The non-access stratum (NAS) layer located above the RRC layer performs functions such as session management and mobility management.

7 is a block diagram illustrating a data transmission method.

Referring to FIG. 7, the RRC of the base station transmits signaling data to the RRC of the terminal. The signaling data is an RRC Connection Setup message or an RRC Connection Reconfiguration message. The RRC Connection Setup message is used to establish a Signaling Radio Bearer (SRB). SRB is an RB used for RRC message or NAS message transmission.

The RRC connection reset message is a message for modifying an RRC connection. The RRC connection reconfiguration message may include a radio resource configuration message.
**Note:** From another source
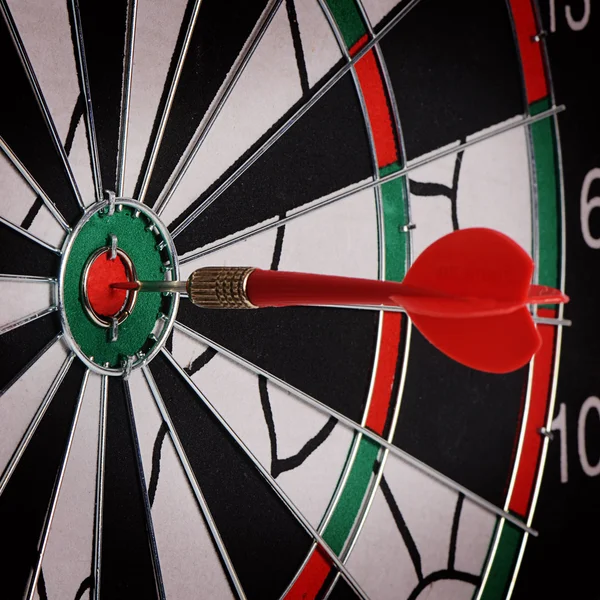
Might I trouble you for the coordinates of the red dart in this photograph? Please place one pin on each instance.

The radio resource configuration message can be used to setup, modify or release the RB. The radio resource configuration message may include a PDCP configuration message, an RLC configuration message, and the like. The PDCP configuration message includes a PDCP configurable PDCP parameter required for PDCP entity formation. For example, the PDCP configuration parameter includes a discard timer (Discard_Timer) parameter. The discard timer parameter is information about an operation duration of the discard timer.
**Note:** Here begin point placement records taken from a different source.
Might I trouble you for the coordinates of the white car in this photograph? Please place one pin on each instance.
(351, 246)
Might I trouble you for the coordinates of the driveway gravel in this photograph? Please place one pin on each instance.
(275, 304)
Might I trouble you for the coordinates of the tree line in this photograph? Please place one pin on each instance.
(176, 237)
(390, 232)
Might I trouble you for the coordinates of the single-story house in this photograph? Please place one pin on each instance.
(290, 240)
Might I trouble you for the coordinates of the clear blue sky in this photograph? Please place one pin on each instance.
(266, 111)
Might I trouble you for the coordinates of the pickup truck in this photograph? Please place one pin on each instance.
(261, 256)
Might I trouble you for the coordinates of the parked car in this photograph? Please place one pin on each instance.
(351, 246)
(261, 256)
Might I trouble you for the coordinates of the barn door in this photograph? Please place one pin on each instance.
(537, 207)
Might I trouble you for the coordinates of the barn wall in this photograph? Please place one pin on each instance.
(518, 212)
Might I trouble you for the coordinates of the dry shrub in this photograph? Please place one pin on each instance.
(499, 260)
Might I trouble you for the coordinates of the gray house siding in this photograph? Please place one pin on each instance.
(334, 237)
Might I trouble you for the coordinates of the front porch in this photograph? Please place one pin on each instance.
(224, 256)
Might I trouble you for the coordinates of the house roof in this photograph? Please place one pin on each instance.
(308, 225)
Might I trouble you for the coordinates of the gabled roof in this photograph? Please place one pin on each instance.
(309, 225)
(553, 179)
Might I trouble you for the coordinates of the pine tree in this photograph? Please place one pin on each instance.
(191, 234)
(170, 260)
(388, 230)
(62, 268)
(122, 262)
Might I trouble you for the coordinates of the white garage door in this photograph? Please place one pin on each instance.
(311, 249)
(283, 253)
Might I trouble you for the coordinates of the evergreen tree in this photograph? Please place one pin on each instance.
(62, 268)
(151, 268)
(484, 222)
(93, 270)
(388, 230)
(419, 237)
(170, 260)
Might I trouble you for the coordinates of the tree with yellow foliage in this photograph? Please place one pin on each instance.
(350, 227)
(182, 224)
The RLC setup message contains the RLC setup parameters required for the RLC entity formation. For example, the RLC configuration parameter includes a sequence number (SN) field length (SN-FieldLength) parameter. The sequence number field length parameter is information about the length of the sequence number field included in the header of the RLC PDU.

The RRC of the terminal delivers a PDCP configuration request (PDCP_CONFIG_REQ) message, which is signaling data, to the PDCP of the terminal. The PDCP configuration request message may be delivered through a control-service access point (C-SAP). The PDCP configuration request message is a message requesting to configure PDCP according to the PDCP configuration parameter. PDCP generates a discard timer according to the PDCP configuration parameters. The operation interval of the discard timer is determined according to the PDCP configuration parameter. That is, the expiry time of the discard timer is determined according to the user data reception time and the PDCP configuration parameter.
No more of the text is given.